Itu adalah ibu Aziz sekaligus ibu mertua Lizia.

"Ibu kenapa berdiri di situ? Tiba-tiba muncul sudah seperti hantu saja. Ucap salam atau panggil nama, kan, bisa," omel Aziz.

Lizia tersenyum kaku, merasa jika Aziz sudah berlebihan terhadap ibunya sendiri. "Ibu sudah sarapan? Kebetulan aku masak banyak---"

"Tidak usah," sela Rina, mertua Lizia. "Kamu tidak perlu repot-repot. Ibu cuma mau kasih tau sesuatu lalu pergi," katanya lagi.

Rina meletakkan tasnya di atas meja, kemudian mengeluarkan ponselnya dari dalam sana. Setelah menggesek-gesek layar ponselnya, Rina lalu menunjukkan foto seorang perempuan memakai kebaya merah muda. Anggun dan cantik.

Aziz mengernyit. "Siapa dia, Bu?"

"Wanita ini yang akan mengandung anak kalian berdua."

Hening sesaat.

Wajah Lizia sudah tak seceria tadi. Dia menatap Aziz dengan tatapan yang tidak bisa diartikan. Kemudian, dia beralih menatap tembok di sampingnya.
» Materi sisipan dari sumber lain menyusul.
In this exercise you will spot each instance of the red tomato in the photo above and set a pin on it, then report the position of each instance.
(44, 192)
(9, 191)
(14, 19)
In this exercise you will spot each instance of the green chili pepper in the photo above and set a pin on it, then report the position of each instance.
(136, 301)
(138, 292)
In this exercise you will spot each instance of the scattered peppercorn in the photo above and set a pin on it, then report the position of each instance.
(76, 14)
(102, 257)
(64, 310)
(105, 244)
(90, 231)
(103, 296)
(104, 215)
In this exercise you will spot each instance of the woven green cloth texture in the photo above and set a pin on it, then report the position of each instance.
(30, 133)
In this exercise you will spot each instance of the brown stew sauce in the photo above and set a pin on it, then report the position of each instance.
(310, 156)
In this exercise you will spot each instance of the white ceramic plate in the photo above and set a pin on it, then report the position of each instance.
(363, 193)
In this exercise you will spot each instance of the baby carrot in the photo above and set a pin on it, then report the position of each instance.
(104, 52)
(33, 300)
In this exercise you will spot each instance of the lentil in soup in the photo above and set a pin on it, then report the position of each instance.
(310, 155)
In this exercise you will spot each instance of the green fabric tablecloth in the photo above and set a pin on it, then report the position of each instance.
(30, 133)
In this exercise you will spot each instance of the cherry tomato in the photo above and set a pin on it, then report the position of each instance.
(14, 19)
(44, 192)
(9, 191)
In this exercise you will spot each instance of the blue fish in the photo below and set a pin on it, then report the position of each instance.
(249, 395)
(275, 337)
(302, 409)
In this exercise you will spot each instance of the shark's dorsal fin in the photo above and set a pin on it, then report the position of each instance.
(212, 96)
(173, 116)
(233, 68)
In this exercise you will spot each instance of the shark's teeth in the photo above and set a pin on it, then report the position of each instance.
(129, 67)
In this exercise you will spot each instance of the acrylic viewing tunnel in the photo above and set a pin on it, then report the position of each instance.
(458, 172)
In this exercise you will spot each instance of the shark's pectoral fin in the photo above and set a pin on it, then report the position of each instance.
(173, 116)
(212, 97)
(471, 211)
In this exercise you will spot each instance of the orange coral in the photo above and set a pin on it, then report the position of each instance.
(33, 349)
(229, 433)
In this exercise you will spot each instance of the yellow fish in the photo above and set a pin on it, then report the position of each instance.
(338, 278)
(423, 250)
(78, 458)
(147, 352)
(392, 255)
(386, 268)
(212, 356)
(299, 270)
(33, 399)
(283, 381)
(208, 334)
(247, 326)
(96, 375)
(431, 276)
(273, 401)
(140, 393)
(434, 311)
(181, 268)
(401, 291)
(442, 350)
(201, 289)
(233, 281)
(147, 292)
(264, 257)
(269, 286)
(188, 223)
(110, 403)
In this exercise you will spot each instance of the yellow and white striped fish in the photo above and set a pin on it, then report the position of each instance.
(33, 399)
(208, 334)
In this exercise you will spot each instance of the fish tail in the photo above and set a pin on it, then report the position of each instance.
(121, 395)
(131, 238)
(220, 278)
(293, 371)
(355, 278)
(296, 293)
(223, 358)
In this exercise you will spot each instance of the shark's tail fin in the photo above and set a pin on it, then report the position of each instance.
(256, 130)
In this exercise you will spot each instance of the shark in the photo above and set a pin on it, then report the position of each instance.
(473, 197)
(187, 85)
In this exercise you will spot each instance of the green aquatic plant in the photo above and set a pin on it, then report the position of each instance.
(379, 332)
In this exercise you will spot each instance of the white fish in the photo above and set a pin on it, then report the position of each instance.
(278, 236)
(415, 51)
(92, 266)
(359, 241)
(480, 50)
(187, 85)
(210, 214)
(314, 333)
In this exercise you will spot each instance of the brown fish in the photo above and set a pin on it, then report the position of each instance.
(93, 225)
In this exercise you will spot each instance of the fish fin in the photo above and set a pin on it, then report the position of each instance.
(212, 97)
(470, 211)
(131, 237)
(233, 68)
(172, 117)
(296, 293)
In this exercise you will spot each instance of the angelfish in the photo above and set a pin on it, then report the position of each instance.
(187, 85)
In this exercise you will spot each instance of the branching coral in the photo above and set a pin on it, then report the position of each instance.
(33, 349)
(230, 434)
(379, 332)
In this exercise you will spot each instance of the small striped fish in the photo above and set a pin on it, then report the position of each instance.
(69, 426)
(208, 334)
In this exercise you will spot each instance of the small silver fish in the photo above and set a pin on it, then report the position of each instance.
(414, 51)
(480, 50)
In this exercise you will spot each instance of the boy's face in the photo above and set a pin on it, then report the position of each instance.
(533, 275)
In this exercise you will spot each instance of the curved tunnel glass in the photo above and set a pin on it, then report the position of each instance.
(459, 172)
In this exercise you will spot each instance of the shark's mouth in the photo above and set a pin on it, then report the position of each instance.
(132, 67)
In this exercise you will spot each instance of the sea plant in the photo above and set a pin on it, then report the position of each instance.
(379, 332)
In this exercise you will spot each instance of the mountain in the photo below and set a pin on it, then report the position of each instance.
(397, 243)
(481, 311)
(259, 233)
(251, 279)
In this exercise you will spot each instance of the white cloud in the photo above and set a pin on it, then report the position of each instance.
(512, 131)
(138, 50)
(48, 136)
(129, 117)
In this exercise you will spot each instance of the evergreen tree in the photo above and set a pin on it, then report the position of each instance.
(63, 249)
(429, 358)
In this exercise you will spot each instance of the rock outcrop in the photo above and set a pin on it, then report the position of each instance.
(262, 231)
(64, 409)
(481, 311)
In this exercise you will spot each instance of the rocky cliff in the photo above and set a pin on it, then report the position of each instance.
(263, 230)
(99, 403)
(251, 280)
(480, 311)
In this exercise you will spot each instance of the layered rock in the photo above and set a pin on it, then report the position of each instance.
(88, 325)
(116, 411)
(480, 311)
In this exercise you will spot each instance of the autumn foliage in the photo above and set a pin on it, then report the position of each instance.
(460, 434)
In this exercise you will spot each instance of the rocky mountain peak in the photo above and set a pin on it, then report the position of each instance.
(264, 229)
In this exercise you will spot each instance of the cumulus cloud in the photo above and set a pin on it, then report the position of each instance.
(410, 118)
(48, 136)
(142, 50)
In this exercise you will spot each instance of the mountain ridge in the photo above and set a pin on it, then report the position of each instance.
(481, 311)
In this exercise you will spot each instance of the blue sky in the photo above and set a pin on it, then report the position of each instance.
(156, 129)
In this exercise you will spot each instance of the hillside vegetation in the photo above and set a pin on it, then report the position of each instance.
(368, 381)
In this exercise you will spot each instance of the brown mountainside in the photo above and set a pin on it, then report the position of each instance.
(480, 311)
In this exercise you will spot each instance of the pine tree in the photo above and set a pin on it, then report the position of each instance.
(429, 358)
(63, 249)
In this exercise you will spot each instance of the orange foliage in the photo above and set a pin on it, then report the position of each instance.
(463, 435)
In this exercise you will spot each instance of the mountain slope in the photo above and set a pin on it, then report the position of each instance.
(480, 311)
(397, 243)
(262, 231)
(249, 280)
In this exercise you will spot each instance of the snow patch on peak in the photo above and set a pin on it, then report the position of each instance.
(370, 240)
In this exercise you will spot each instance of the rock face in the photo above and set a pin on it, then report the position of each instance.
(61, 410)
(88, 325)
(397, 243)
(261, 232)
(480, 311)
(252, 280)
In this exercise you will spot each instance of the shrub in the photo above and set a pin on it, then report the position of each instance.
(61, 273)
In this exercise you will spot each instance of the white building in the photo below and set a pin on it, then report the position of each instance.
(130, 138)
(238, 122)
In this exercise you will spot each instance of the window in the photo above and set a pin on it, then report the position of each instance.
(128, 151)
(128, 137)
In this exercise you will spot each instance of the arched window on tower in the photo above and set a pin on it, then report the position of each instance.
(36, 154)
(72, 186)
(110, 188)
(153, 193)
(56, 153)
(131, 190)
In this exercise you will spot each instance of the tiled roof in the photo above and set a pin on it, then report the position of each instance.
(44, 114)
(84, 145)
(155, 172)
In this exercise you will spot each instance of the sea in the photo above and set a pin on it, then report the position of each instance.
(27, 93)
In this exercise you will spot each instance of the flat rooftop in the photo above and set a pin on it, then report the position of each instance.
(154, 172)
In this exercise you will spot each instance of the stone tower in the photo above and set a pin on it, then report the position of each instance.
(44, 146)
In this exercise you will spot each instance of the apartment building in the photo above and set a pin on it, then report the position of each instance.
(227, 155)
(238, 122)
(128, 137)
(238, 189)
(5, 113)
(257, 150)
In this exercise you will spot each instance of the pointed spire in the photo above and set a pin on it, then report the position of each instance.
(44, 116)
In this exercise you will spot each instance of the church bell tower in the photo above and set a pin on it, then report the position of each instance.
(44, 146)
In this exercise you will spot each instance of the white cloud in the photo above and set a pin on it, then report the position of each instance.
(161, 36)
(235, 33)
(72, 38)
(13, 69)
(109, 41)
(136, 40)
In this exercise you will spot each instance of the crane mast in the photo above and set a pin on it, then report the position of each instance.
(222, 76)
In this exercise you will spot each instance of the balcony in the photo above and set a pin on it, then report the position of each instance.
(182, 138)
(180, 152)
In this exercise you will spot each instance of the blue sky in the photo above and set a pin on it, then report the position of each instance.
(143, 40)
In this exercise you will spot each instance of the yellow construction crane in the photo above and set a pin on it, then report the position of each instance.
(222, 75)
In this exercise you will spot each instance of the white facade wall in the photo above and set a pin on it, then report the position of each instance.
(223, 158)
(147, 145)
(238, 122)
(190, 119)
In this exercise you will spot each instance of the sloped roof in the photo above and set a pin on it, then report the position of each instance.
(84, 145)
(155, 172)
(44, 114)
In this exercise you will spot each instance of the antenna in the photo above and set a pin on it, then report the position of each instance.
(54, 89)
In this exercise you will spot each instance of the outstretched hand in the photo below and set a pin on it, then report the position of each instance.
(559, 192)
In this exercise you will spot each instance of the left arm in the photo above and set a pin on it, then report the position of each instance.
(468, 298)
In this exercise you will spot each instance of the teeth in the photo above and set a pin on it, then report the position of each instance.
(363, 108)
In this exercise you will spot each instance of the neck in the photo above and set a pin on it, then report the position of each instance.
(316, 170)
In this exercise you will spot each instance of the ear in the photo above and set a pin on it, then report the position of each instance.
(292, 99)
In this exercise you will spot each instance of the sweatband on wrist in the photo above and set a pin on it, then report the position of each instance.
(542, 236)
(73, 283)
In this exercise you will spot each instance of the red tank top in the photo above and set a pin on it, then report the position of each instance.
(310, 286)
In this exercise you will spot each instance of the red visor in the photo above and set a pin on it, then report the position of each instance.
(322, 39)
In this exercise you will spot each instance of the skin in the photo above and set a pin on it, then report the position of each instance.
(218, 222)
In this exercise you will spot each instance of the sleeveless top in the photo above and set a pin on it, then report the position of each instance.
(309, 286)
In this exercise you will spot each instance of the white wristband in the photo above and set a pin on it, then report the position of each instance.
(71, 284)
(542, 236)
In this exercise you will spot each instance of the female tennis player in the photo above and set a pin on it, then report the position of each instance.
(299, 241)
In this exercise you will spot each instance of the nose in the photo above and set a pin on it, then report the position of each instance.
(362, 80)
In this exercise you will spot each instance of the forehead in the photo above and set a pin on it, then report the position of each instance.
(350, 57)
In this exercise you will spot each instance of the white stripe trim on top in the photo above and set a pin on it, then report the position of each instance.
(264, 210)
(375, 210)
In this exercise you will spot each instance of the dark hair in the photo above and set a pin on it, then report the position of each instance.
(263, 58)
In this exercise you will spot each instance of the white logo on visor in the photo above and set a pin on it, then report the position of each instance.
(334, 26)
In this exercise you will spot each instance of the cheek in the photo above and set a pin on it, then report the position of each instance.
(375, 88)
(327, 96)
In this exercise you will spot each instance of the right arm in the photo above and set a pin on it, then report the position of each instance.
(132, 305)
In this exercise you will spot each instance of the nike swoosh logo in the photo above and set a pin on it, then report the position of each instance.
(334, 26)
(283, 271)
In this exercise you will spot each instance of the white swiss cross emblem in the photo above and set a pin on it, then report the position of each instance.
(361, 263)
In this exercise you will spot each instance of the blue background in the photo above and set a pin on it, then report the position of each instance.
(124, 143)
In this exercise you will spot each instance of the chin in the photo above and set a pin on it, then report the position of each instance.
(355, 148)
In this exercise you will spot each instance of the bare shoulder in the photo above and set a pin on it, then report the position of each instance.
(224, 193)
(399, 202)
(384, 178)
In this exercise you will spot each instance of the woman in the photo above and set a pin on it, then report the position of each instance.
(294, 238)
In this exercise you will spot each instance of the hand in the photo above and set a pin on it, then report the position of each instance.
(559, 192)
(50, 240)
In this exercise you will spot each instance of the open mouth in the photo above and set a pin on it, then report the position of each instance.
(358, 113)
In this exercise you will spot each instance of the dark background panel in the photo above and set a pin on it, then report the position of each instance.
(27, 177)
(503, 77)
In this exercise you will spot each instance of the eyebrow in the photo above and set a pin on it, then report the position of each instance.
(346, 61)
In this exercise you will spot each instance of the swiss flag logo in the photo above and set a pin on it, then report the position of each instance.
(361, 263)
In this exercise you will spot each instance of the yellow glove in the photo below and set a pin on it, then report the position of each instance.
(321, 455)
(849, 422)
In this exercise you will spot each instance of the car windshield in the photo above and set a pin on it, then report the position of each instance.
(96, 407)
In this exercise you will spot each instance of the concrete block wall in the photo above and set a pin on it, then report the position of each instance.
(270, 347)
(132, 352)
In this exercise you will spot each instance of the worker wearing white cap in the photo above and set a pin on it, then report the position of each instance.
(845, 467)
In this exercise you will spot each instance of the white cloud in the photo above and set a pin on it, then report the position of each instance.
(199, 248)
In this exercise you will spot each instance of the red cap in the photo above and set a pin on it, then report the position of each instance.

"Bu, sudah berapa kali aku bilang, aku sama Lizia tidak akan menyewa rahim siapa pun! Kami berdua sehat dan masih mampu memberikan ibu cucu. Kenapa ibu menekan kami seperti ini?" kata Aziz berusaha menahan amarah, mencoba bicara selembut mungkin pada ibunya.

Brak!

Rina menggebrak meja, menatap marah pada Aziz dan Lizia bergantian. "Sehat apanya, hah? Kalau sehat, ibu pasti sudah lama menimang cucu. Istri kamu ini jangan-jangan mandul. Cantik, kaya, baik, tapi percuma kalau tidak bisa melahirkan anak!" hardik Rina dengan suara keras.

Mata Lizia berkaca-kaca mendengar perkataan Rina. Dia tidak tahu lagi harus berkata apa menghadapi ibu mertua seperti ibunya Aziz.

Dia akhirnya memilih pergi dari sana, mengambil tasnya lalu berangkat ke kantor dengan hatinya yang sakit. Air mata yang ia tahan jatuh juga.

Di tengah-tengah air matanya yang terus jatuh, Lizia mengambil ponselnya di dalam tas, lalu menekan tombol panggilan dengan mana 'Sindi'.

"Halo?" Suara Sindi yang serak khas bangun tidur

"Sin ...." lirih Lizia rendah. Air matanya jatuh lagi.

"Kamu kenapa menangis?" tanya Sindi terdengar khawatir. Suaranya langsung lantang tidak serak seperti tadi.

Lizia menghirup udara dalam-dalam. Dengan cepat menghapus air matanya lalu kembali memegang stir.

"Aku tidak tahu, Sin. Aku tidak tahu tangisan aku ini karena perkataan mertuaku atau karena nasibku yang malang."